Le roman s'étend sur les années 1863-1889 en proposant également quelques intermèdes qui se déroulent en 1918 alors que la Grande Guerre et la grippe espagnole sévissaient encore. Il s'intéresse aux progrès de la science et plus particulièrement aux avancées les plus spectaculaires. Pour cela il va croiser les destins des familles Eiffel et Delhorme ce qui permettra de mêler à une fiction inspirée certains épisodes historiques. Pour cette raison, il va être difficile de parler de roman historique.

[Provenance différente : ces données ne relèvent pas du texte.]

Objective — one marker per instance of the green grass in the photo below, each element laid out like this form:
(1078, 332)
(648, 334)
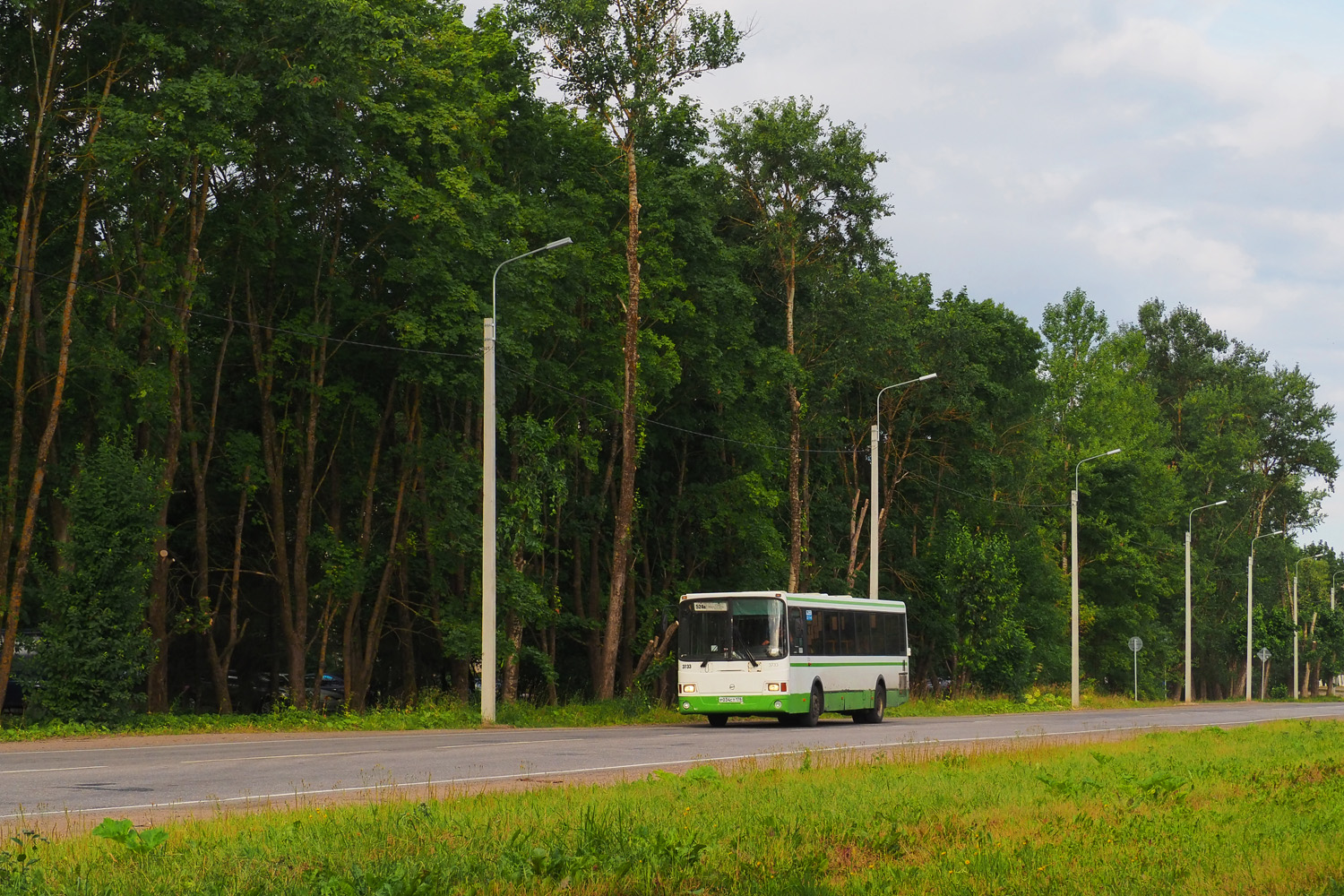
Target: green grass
(437, 711)
(1250, 810)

Les aventures du clan Delhorme sont les plus intéressantes. Celles-ci se déroulent entre Grenade, le palais de l'Alhambra et
Paris. Chaque membre de la famille est intéressant à suivre : Clément le météorologue-aérostatier, Alicia la restauratrice et leurs enfants : l'énigmatique Nyssia, l'étrange Irving et Victoria. Il faudra encore penser à Javier,
Jezequel, Mateo, Kalia, les Pinilla et le sinistre Tête-de-rat. Bref, la galerie des personnages est tout aussi intéressante que les aventures qu'ils vivent que l'environnement.
Pour ce qui concerne
Gustave Eiffel, sa fille et ses principaux collaborateurs, les choses sont un peu différentes. Certes, il est intéressant de suivre leurs pérégrinations, mais elles passent au second plan. L'on ne peut que s'imaginer être spectateur des chantiers du pont Maria Pia, de la Statue de la liberté ou encore de la Tour mais celles-ci manquent d'exotisme. le premier chantier retient davantage l'attention et le second bénéficie de la visite d'un invité de marque. Seule la Tour semble délaissée au profit des intrigues secondaires.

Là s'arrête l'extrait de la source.